Quando si parla di laicità e religione, di Stato e Chiesa, anche al riguardo dei temi etici, il problema è che sottovalutiamo, per usare un'espressione di Ostellino, «quanto cristianesimo e liberalismo si incontrino qui felicemente. "I metafisici religiosi che hanno asserito l'esistenza del libero arbitrio - ha scritto John Stuart Mill ("La logica delle scienze morali", in Economia e Scienze sociali) - hanno sempre sostenuto che esso è compatibile con la prescienza, da parte di Dio, delle nostre azioni: e se è compatibile con la prescienza divina, allora sarà compatibile con qualsiasi altra prescienza"». Il libero arbitrio dunque, ma anche il problema di un popolo di Dio le cui credenze religiose sono troppo spesso identificate sic et simpliciter con i precetti dettati dalle gerarchie ecclesiastiche. Il credente, "intimidito" da tale stretta identificazione, è portato all'autocensura e a vivere come "eretici" i propri dubbi e i propri sentimenti, quando si trovasse a pensare e ad agire diversamente dalle indicazioni del clero.

 

"La Chiesa dice che...", è un'espressione comune. Ma qual è il soggetto in questa frase? E' la domanda che si è posto Padre Jacques Pohier intervenendo al recente convegno organizzato a Bruxelles da Marco Pannella su "Laicità e Religioni in Europa". Domenicano francese, già Decano di teologia morale alla Facoltà Pontificia di Saulchoir, ex presidente dell'Associazione per il diritto a morire nella dignità, e autore del libro "La morte opportuna", dal '79 gli fu impedito di presiedere assemblee liturgiche e di insegnare pubblicamente. Cosa si intende per "la Chiesa"? Il Vaticano e le gerarchie?

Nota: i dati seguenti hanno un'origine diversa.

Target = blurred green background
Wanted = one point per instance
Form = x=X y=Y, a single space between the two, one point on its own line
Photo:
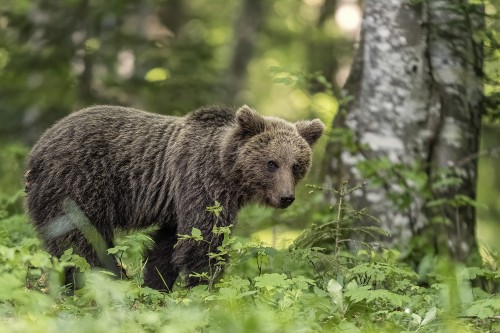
x=284 y=57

La comunità dei credenti? O un'unione delle due entità? Padre Pohier ha spiegato che tra i «luoghi teologici, i luoghi dove la teologia individuava le sue fonti (le Sacre Scritture, i Concilii, Santi e Dottori della Chiesa), vi era anche un elemento molto importante, il Sensus Fidelium (il sentimento dei fedeli). L'esperienza che i fedeli fanno della propria fede era uno dei luoghi teologici, dello stesso valore di tutti gli altri». Oggi è ignorata. Un magistero che non prenda in considerazione il Sensus Fidelium è in realtà «inammissibile» proprio dal punto di vista teologico. Fu Padre Yves Congar a trattare il concetto della receptio. «Dimostrò, perché studiò la storia della teologia, che durante secoli e secoli la Chiesa ha considerato che una dottrina promulgata dalle gerarchie veniva invalidata se non oggetto di una receptio da parte dei fedeli». Una condizione sine qua non, dunque, perché gli insegnamenti proposti dalle gerarchie fossero validi, era che fossero recepiti, accettati e rispettati dalla comunità dei credenti.

Se, come stabilì il Concilio Vaticano II, "la Chiesa" è costituita dal popolo dei credenti, e le gerarchie ne fanno parte, innanzitutto è importante sottolineare la distinzione tra la gerarchia ecclesiastica (o il Vaticano) e l'espressione "la Chiesa". Poi occorre guardare con altra luce a come la fede viene vissuta dai credenti. Per quanto riguarda ad esempio la famosa enciclica Humanae Vitae sulla contraccezione, la non receptio da parte della comunità dei credenti sembra evidente. Come per il divorzio, l'aborto, e come forse sarà per la fecondazione assistita e la libertà di ricerca scientifica. Lasciando da parte i singoli casi di non receptio, ciò di cui dobbiamo tornare a convincerci è che se la teologia stessa tiene in così grande considerazione il "sentimento dei fedeli", allora non v'è alcun motivo perché il credente abiuri la propria fede per "vivere" scelte diverse rispetto a quelle indicate dal Vaticano. Può farlo, e sostenere le sue posizioni dall'interno della Chiesa, senza sentirsi pregiudizialmente "in errore". E' ora che in Europa il mondo cattolico possa esprimersi nella sua complessità, che il Sensus Fidelium venga riscoperto, che il singolo credente sia consapevole della piena legittimità che il Cristianesimo gli attribuisce di ricevere con approccio "critico" le dottrine impartite dalle gerarchie ecclesiastiche, anche per quanto riguarda il proprio impegno politico, o quando si tratti di controversi temi etici. Al recupero di queste nozioni, al risveglio di questa piena autonomia di giudizio del credente, deve lavorare tutto il mondo laico - non laicista - ponendosi come primo concreto obiettivo una campagna referendaria nella quale i credenti possano vivere le proprie scelte non in contraddizione con il proprio sentimento religioso soggettivo.